そうでなくては、こんな得体の知れない女に声をかけ、その上車に乗せてやるなど考えられない。
こんな得体の知れない女。
こんな女。
幽霊に違いない女。
彼女は今、後部座席に座っている。
俯いているせいで顔はよく分からないけれど、肩甲骨よりも下まで伸びているだろう長い髪は、色素が薄く艶がある。

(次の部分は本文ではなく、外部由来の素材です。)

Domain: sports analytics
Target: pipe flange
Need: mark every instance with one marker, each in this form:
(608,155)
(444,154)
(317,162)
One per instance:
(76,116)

白っぽいと評していたワンピースは、実は薄い青を基調としたものだった。
バックミラーに幽霊が映っているという、どうしようもない状況。
これが、意外なことに怖くない。
もう、どうしようもなさ過ぎて、彼女を彼女の示す目的地へ連れて行くということが、僕には何のこともない単調な作業のようにしか思えなくなっていたのだ。
「着きましたよ」
無感情な声だった。
こんなに無感情な声が自分の口から出るのかと、内心驚いた。
窓の外には、ハルヒコがお札を貼った自動販売機。
彼女は何も言わなかったけれど、僕には彼女がここへ来たがっていると分かったのだ。
彼女を車に乗せるときだって、彼女が車に乗りたがっているのだと分かって、どうぞと言ってやったのだ。
その彼女が、
「なんだかつまらなさそうですね」
はじめて喋った。
不思議そうな響きを含んだ声は、幽霊のくせに張りのある、それでいて軟らかな声だった。
「あの子のときは、ひゃーひゃー言って逃げ出したじゃないですか」
笑い話でもするかのような口調。
いや、彼女にとっては笑い話なのかも分からない。
僕が彼女の言葉に笑うことができなかったのは、その笑い話が僕のことを嘲笑うものだからだろうか。
いや、そうではない。
僕は混乱しているのだ。
なにしろ、今までは幽霊に違いないと思っていた女性が実はなんでもないただの人間だったのではないかという、まるで希望の光のような予感が湧き上がってきているのだから。